The man said to her, “I’m just curious. Why do you keep doing this to your son?” And then he really crossed the line when he said, directly to her son, “She shouldn’t keep doing this to you. You’re a boy. She’s a bad mommy. It’s child abuse.”

He then proceeded to take pictures of Shattuck and her son, and threatened her. “Now everyone will know,” he said. “You’ll see.”

Scared, Shattuck called the police, who took their report and complimented her son on his skirt.

She goes on to write, “Still, my son does not feel safe today. He wants to know: ‘Is the man coming back? The bad man? Is he going to shout more unkind things about my skirt? Is he going to take more pictures?’”

It is quite clear in this situation that Shattuck’s son is going to be way more traumatized by this awful man’s behavior, than he possibly could for wearing a tutu.

Despite this horrifying situation, Shattuck refuses to let other people dictate her son’s fashion choices.

“I will not be intimidated. I will not be made to feel vulnerable or afraid. I will not let angry strangers tell my son what he can or cannot wear,” she continues.

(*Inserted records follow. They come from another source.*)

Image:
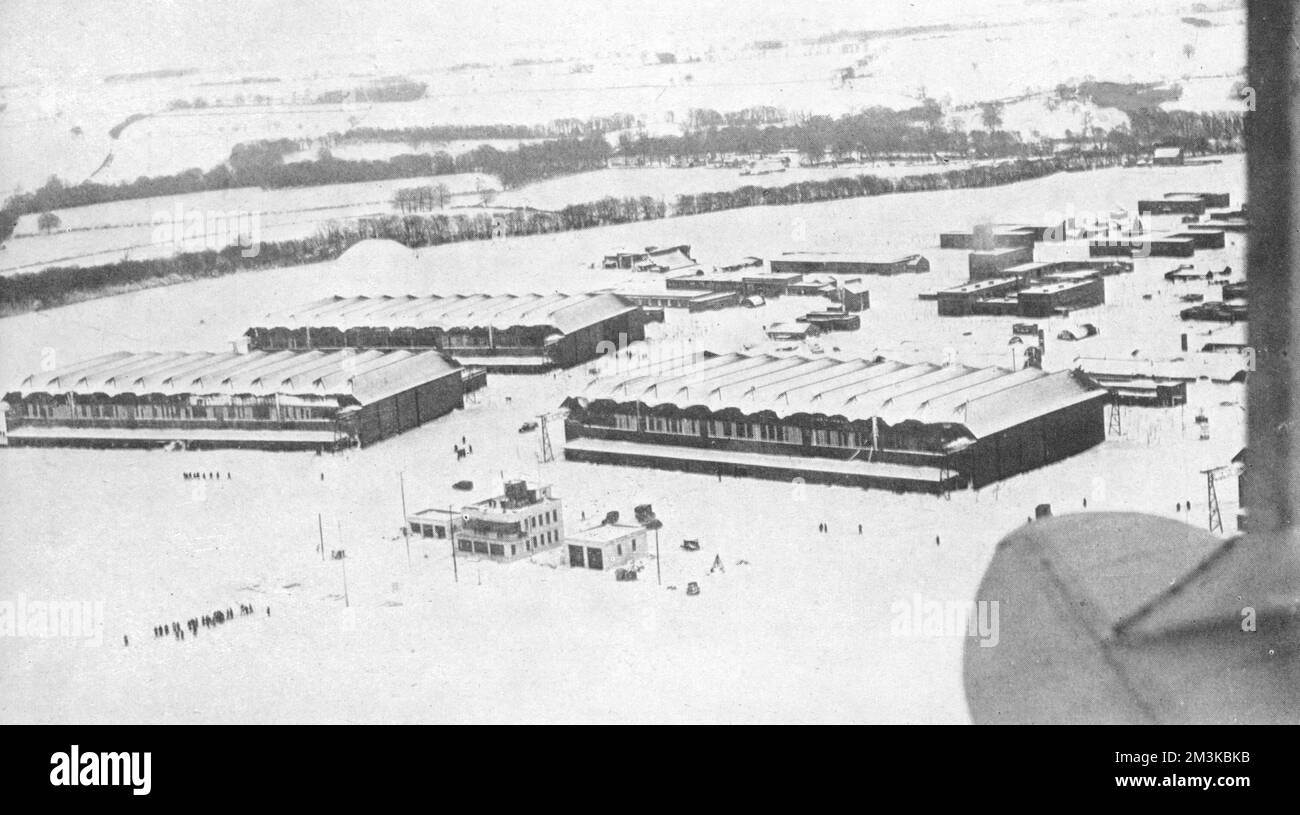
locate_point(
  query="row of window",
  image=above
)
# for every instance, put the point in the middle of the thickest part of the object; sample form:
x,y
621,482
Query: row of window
x,y
766,432
229,412
550,516
498,550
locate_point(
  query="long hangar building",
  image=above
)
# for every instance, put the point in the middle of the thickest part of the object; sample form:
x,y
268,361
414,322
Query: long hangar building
x,y
259,399
866,423
502,333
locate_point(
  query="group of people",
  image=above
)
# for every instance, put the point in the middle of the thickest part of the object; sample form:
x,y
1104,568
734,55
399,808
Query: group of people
x,y
463,449
208,620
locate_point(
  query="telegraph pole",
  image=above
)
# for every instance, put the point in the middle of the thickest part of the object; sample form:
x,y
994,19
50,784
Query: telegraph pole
x,y
451,536
658,569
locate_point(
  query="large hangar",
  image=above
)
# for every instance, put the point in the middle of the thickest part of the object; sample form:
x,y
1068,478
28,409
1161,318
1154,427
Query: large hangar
x,y
502,333
861,421
259,399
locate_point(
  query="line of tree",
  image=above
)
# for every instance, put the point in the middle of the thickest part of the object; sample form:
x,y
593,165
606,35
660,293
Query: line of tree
x,y
61,285
263,164
882,133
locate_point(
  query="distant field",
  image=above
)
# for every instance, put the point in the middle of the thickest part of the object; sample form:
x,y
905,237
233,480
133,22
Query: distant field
x,y
670,182
430,645
1021,51
104,233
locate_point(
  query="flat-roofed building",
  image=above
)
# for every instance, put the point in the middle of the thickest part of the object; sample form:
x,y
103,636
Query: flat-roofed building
x,y
525,519
1061,297
991,263
1166,156
689,299
960,300
606,546
502,333
651,259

What she says next is nothing short of poetic:

“The world may not love my son for who he is, but I do. I was put on this earth to make sure he knows it. I will shout my love from street corners. I will defend, shouting, his right to walk down the street in peace, wearing whatever items of clothing he wants to wear. I will show him, in whatever way I can, that I value the person he is, trust in his vision for himself, and support his choices — no matter what anybody else says, no matter who tries to stop him or how often.

Our family has a motto. The motto is this: We are loving. We are kind. We are determined and persistent. We are beautiful and brave. We know who we are. Angry strangers will not change who we are. The world will not change who we are — we will change the world.”

What we can all learn from this mom is that it isn’t enough to allow our children to express themselves however they desire. We must also encourage them to stay true to themselves, despite the judgment of others. When her son was afraid of the “bad man” coming back, she didn’t tell him to take off his tutu so that he wouldn’t have to hear anything more about it. She is teaching him to be proud of who he is and to fight back against adversity and ignorance.

And that’s how you change the norm, ladies and gentleman.